- MassLogger spyware has come back in a new variant with more powers.
- According to Cisco researchers, the spyware can no go undetected in Windows.
- It targets users and steals their credentials from browsers and apps.
Probably the best and the worst thing about hackers is that they keep improving their malicious vendors to attain their goal. The latest example is the reemergence of a credential-stealing campaign that affects Windows systems and steals information from Google Chrome browser Microsoft Outlook app, and instant messaging apps installed on the machine. Security researchers at Cisco Talos said Wednesday, the series of attacks have been found to have targeted users in Turkey, Latvia, and Italy primarily but some similar campaigns have irked users in Bulgaria, Lithuania, Hungary, Estonia, Romania and Spain last year.
How does Masslogger work?
In the words of Cisco Talos researchers, "infection starts with an email message containing a legitimate-looking subject line that seems to relate to a business." This email has a RAR file with an unusual file extension. Normally, a RAR file has a .rar extension but the attachment has a .r00 extension, which imitates the characteristics of a RAR file, only to bypass any detection programs that filter out attachments on the basis of file extensions. Later, this extension changes to .chm.
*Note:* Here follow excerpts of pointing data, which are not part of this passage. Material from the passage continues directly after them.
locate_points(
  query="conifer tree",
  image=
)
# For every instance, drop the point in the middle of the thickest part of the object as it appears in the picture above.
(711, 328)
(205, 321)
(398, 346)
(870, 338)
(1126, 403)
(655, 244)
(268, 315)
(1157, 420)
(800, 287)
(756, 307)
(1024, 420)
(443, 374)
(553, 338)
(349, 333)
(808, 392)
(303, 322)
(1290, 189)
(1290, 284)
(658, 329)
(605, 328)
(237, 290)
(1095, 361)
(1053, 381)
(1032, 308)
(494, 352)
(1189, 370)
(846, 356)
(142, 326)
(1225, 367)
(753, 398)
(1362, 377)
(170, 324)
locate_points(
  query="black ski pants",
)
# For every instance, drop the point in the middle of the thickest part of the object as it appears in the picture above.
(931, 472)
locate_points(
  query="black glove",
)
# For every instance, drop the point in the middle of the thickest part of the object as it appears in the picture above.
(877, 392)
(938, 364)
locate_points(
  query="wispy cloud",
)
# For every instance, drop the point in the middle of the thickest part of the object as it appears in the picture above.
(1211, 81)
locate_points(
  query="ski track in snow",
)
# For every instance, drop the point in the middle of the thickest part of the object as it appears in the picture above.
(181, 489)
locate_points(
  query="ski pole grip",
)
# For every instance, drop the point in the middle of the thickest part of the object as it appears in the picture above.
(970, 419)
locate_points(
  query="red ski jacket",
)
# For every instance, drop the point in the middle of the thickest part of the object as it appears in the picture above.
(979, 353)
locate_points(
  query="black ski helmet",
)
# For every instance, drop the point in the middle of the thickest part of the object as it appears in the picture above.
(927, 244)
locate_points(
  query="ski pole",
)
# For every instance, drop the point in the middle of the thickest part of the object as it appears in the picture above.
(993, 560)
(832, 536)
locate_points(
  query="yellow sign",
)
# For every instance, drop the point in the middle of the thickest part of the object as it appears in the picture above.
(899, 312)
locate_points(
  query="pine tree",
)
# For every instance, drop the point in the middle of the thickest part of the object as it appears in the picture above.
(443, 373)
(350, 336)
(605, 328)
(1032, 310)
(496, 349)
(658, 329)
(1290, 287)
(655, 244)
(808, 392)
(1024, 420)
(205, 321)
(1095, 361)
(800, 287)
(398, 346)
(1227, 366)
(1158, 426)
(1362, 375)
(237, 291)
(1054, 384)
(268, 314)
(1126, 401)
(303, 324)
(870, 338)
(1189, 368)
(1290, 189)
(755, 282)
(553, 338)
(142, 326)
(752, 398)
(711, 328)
Now the main payload here is the actual Masslogger variant that fetches user credentials from several sources, such as browsers and instant messaging apps, impacting both personal and business users. Masslogger can also be configured as a keylogger that tracks keystrokes but this variant does not have this functionality, the researchers said in the report.
Some of the examples of this spyware include the mail scanned by researchers with the subject line saying "Domestic customer inquiry". The email body had an attachment that was aimed at compromising the user's computer with the malware attack. The file was named "70727_YK90054_Teknik_Cizimler.R09" where the RAR file had a different extension than .rar. Researchers have observed that this Masslogger variant not only exfiltrates data from SMTP, FTP, and HTTP locations, but it also steals data from Pidgin messenger client, Discord, NordVPN, Outlook, Thunderbird, Firefox, QQ Browser, and all Chromium-based browsers such as Google Chrome, Microsoft Edge, Opera, and Brave.
How to protect your Windows machine?
Researchers have advised that users should never open a suspicious-looking email and if they have, they should refrain from downloading or clicking on any email attachments. Using advanced malware protection solutions is an ideal alternative to protect your machine and not just emails.